3) Find out the filesystem’s block that contains the LBA
b = (int)((L-S)*512/B)
where:
b = File System block number
B = File system block size in bytes
L = LBA of bad sector
S = Starting sector of partition as shown by fdisk -lu
and (int) denotes the integer part.
Let's see:
LBA = 47429338
Block_start = 39063552
Block_end = 625000447 # We will not use this one
Block_size = 4096
_$: python -c "b = int((47429338-39063552)*512/4096) ; print(b)"
1045723
So the block that is failing is 1045723
.
4) Find out the inode stored in that block and the file that has said inode
_$: debugfs
debugfs 1.42.9 (4-Feb-2014)
debugfs: open /dev/sda3
/dev/sda3: Can't read an inode bitmap while reading inode bitmap
debugfs: open -c /dev/sda3
/dev/sda3: catastrophic mode - not reading inode or group bitmaps
debugfs: quit
If you have a RAID you can check it this way:
_$: cat /proc/mdstat | grep "sda3" | cut -d' ' -f1
md1
_$: debugfs
debugfs 1.42.9 (4-Feb-2014)
debugfs: open /dev/md1
debugfs: testb 1045723
Block 1045723 marked in use
debugfs: icheck 1045723
Block Inode number
1045723 3014674
debugfs: ncheck 3014674
Inode Pathname
3014674 /home/<user>/isos/local/sqlserver-enu-2008-r2-dvd-eval.iso
debugfs: quit
5) Overwrite the file
a) RAID
Note: This operation is not destructive.
If we have a RAID-1, we should have a copy of the file in the other hard disk. We will force the RAID to check that all files are alright and to repair those that aren’t.
_$: cat /proc/mdstat | grep "sda3" | cut -d' ' -f1
md1
_$: echo 'check' > /sys/block/md1/md/sync_action
_$: cat /proc/mdstat
Personalities : [linear] [multipath] [raid0] [raid1] [raid6] [raid5] [raid4] [raid10]
...
md1 : active raid1 sda3[2] sdb3[1]
292837184 blocks super 1.2 [2/2] [UU]
[>....................] check = 0.0% (4608/292837184) finish=1055.4min speed=4608K/sec
Wait for the synchronization to stop.
b) No RAID
Note: This operation is destructive.
If you don’t have a backup of the file there is nothing you can do except letting that be a lesson on why you must take backups.

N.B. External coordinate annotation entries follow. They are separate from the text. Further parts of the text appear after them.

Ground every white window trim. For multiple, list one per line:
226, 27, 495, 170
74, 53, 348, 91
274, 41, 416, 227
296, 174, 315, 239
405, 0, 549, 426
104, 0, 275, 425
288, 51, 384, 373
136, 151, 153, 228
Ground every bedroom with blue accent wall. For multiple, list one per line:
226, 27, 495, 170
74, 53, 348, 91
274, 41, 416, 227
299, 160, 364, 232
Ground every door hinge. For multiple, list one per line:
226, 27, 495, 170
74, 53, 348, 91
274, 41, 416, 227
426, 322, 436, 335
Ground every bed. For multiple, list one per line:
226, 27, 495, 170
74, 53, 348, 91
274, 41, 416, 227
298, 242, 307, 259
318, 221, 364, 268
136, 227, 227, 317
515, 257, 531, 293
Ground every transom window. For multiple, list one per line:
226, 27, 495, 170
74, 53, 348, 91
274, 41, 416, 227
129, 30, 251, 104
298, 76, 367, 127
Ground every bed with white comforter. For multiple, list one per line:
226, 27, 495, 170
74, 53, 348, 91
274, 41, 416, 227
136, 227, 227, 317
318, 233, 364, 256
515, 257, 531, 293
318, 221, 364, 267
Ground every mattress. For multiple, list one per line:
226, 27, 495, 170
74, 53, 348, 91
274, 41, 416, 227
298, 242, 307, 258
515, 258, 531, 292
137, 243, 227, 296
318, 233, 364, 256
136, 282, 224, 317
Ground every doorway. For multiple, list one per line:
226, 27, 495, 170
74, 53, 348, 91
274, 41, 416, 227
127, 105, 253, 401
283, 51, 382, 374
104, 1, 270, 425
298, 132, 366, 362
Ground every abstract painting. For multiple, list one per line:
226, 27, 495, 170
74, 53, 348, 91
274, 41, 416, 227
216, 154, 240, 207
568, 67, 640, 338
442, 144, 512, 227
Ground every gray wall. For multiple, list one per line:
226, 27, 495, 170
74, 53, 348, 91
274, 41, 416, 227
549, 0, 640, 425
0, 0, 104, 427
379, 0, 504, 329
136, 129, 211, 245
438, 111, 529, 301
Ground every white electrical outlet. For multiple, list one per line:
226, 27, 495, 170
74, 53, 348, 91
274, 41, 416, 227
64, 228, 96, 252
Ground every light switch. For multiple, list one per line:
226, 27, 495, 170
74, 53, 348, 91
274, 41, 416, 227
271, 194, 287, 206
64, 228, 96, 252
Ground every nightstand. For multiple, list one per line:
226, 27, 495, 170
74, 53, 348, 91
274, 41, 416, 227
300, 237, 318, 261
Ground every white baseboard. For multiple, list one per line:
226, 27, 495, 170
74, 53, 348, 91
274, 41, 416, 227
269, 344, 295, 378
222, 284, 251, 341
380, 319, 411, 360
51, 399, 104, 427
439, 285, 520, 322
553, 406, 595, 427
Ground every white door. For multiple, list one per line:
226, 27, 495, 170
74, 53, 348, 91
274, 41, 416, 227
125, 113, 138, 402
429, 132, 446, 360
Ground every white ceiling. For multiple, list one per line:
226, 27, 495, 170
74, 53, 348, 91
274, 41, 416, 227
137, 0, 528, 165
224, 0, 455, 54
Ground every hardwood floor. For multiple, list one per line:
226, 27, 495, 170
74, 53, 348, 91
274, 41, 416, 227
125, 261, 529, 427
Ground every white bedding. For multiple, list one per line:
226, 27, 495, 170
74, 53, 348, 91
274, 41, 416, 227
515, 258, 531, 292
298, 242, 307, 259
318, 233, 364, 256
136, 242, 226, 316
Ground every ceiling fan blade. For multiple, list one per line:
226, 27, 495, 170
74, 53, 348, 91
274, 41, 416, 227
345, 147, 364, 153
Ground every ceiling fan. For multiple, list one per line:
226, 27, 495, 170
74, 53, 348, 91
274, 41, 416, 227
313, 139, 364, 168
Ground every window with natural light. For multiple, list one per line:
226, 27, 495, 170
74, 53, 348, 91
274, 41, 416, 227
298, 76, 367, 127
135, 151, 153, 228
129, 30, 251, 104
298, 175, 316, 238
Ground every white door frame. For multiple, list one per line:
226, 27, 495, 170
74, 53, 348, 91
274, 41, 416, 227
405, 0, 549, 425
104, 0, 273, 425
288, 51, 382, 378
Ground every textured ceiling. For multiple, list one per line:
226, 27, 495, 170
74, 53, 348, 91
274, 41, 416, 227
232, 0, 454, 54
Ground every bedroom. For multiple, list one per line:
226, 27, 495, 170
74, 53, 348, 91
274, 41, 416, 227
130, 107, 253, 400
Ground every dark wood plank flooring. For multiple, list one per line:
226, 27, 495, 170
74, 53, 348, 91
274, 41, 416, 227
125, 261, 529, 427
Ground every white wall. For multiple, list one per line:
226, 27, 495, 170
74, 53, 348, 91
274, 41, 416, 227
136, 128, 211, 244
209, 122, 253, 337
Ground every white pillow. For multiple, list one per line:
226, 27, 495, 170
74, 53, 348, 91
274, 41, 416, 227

_$: dd if=/dev/zero of=/dev/sda3 bs=4096 count=1 seek=1045723
_$: sync
6) Run the tests again and see the error is gone
_$: sudo smartctl -t long /dev/sda ; smartctl -l selftest /dev/sda
================================================================================
sda (S1D5T7QG)
================================================================================
smartctl 6.2 2013-07-26 r3841 [x86_64-linux-3.13.0-40-generic] (local build)
Copyright (C) 2002-13, Bruce Allen, Christian Franke, www.smartmontools.org
=== START OF READ SMART DATA SECTION ===
SMART Self-test log structure revision number 1
Num Test_Description Status Remaining LifeTime(hours) LBA_of_first_error
# 1 Extended offline Completed without error 00% 3725 -
# 2 Short offline Completed without error 00% 3723 -
You can put your superhero cape in the wardrobe now.